Teslaのロボタクシー事業「Cybercab」では、製造責任者マーク・ラプキー氏を含む幹部3名が相次いで退社しました。プログラムマネージャーやライドヘイリング基盤の構築者も離脱しており、過去2年間の人材流出は深刻な状況です。
Cybercabの自動運転についても懸念が高まっています。2026年2月時点のデータでは、Teslaの自律走行車の事故率は人間ドライバーの約4倍に達しており、Waymoと比較して著しく劣る結果となりました。ステアリングもペダルもない2人乗り設計にも疑問の声が上がっています。

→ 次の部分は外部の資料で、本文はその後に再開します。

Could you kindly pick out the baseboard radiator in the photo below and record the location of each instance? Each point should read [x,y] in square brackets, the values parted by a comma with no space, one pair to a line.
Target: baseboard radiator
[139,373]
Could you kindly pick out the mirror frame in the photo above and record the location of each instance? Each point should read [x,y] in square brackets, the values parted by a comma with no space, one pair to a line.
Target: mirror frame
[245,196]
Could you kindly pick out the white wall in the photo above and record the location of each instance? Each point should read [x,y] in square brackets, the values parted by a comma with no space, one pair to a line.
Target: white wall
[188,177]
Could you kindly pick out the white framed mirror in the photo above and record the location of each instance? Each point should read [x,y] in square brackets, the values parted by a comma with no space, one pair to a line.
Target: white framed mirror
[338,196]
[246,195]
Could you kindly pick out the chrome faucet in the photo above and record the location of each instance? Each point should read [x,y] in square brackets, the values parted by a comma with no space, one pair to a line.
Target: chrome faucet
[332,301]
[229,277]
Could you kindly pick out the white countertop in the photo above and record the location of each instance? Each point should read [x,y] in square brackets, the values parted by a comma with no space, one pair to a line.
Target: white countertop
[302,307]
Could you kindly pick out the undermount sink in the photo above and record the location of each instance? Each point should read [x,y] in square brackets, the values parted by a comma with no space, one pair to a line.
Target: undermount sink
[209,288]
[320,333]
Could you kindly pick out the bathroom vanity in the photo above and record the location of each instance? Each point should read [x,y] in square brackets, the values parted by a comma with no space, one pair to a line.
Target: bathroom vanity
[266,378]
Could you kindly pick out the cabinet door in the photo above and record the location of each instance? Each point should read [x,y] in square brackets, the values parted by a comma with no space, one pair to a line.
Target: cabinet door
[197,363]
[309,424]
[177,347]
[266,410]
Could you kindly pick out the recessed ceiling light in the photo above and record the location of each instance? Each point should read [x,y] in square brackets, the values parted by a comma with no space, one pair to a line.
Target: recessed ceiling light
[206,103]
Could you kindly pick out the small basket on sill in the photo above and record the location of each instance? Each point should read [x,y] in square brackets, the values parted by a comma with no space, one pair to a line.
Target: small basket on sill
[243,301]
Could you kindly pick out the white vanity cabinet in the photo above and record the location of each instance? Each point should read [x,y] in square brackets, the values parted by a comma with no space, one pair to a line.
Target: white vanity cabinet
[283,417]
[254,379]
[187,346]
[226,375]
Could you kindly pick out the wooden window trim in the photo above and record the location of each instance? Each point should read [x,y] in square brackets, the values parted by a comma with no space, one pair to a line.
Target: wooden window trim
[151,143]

Tesla本体の業績も厳しい状況です。Cybertruckの販売は不振で、車両ラインナップの老朽化が進んでいます。マスク氏の政治活動によるブランド毀損も深刻で、FSD(完全自動運転)にはリコール調査の可能性も浮上しています。一方、エネルギー事業は英国での電力会社参入やインド展開など明るい材料もあります。
4月27日にはMusk対Altmanの陪審裁判が始まります。OpenAIの営利化をめぐる対立が争点ですが、マスク氏側はケタミン使用歴やトランプ政権との関係を証拠から除外するよう求めています。元OpenAI理事でマスク氏の子ども4人の母であるシヴォン・ジリス氏との関係も論点となっており、裁判の行方がSpaceX IPOにも波及しかねない状況です。